Когда я оказался рядом, дверь автомобиля открылась, и навстречу мне шагнул подтянутый румяный лейтенант.
– Игорь Евгеньевич! – бодро позвал он меня. – Можно с вами побеседовать?
– Можно, – я остановился на месте.
– Николай Николаевич Ястребцов поручил мне доставить вас в Терпилов. Вы можете ехать сейчас?
– А почему такая срочность? – удивился я. – И что же мне сам он ничего не сказал?
– Он занят следственными действиями, да и это дело такое, что требует не телефонного разговора.
– А если я откажусь?
– Принуждать вас мы, конечно, не имеем права. Но Николай Николаевич очень просил. Сказал, что это связано с очень важной для вас историей.
– Ладно, поехали, – после минутного раздумья согласился я.

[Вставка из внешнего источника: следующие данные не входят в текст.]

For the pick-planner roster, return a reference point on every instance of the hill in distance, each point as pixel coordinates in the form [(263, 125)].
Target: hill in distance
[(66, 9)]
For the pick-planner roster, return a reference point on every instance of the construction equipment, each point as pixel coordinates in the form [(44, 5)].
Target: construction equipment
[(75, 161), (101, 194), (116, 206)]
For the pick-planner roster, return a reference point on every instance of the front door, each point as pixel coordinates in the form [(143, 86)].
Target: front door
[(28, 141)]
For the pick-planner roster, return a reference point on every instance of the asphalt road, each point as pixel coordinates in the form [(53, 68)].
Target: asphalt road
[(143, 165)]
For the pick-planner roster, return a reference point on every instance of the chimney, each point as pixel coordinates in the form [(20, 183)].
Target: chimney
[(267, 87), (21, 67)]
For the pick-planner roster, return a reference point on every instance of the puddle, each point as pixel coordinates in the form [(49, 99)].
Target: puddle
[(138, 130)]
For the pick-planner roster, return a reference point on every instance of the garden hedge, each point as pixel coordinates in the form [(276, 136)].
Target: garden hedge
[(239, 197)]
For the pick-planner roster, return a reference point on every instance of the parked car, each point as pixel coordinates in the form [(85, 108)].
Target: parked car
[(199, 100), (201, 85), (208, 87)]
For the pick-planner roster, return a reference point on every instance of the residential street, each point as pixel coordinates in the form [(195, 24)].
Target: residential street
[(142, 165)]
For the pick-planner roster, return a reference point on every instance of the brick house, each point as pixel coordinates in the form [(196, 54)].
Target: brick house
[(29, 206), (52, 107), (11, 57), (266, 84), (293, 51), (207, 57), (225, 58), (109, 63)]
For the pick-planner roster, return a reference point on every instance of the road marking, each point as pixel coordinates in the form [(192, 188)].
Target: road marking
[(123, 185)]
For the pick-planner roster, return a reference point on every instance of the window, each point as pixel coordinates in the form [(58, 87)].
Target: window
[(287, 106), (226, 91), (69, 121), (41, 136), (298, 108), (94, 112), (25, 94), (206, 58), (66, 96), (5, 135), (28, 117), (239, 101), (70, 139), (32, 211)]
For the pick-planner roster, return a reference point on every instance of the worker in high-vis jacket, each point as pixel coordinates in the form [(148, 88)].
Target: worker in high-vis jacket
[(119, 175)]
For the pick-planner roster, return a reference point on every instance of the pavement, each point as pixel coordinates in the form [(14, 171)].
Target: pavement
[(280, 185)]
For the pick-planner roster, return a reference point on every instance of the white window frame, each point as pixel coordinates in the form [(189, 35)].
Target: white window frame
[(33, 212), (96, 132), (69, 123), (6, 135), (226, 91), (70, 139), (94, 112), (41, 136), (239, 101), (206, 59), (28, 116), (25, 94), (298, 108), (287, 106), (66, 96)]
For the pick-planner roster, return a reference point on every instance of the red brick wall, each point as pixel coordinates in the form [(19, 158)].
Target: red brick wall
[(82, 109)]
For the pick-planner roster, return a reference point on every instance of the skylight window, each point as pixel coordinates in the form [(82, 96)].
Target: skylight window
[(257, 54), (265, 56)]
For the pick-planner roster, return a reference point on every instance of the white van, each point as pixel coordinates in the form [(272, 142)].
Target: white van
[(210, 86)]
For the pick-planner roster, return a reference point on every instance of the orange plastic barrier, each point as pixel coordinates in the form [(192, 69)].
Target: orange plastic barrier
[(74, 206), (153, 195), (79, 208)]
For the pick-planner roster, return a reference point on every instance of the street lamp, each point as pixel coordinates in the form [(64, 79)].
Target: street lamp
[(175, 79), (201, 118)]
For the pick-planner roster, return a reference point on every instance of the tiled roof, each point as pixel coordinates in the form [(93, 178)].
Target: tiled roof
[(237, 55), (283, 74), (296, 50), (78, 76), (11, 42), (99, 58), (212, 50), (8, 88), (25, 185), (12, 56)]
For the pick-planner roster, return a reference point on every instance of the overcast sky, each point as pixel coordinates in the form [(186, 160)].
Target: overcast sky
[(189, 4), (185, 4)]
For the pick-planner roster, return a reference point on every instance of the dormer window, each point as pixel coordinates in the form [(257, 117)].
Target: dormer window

Во всё продолжение пути мой спутник не проронил ни слова, а я, трясясь на пассажирском сиденье, строил догадки по поводу того, чем мог быть вызван мой неожиданный вызов в город. Может быть, в Терпилов меня заманил Силуанов? Сейчас машина остановится где‑нибудь, лейтенант пристрелит меня, и выкинет на обочине? Да нет, вряд ли… Тогда бы меня не стали уговаривать ехать, а похитили бы силой. Кроме того, зачем использовать служебный полицейский транспорт? В случае моего исчезновения следы непременно приведут в город… А может быть, за меня взялся Николай? Сейчас приеду я в Терпилов, а меня под белы руки, да в то же СИЗО, где уже сидит Саша… Пришьёт мне какую‑нибудь статью, да отправит на зону года на три. Так хоть он будет уверен, что я не расскажу никому об его подвигах последних месяцев… И это маловероятно. Я ведь тоже не буду сидеть сложа руки, подниму информационный шум, привлеку все свои журналистские связи… Но что же тогда?
Через два с половиной часа наша машина остановилась у здания УВД Терпилова, и лейтенант, открыв дверь, попросил меня выйти. В дверях отдела уже стоял Ястребцов. Не подав руку, он только коротко кивнул мне и попросил следовать за собой. Мы молча прошли несколько тёмных коридоров, и остановились возле камеры предварительного задержания, из под двери которой жёлтой полоской выбивался свет и были слышны два тихих голоса. Николай открыл дверь и впустил меня внутрь.
Посреди маленькой комнаты с зарешеченным окном стоял стол, покрытый бурым сукном. За ним сидел, разложив перед собой бумаги, полицейский капитан в расстёгнутом кителе. Он делал записи, время от времени справляясь о чём‑то у своего собеседника, который, сложив руки на груди и откинувшись спиной к стенке, безучастным взглядом изучал потолок.
В этом собеседнике я с удивлением узнал Прохорова.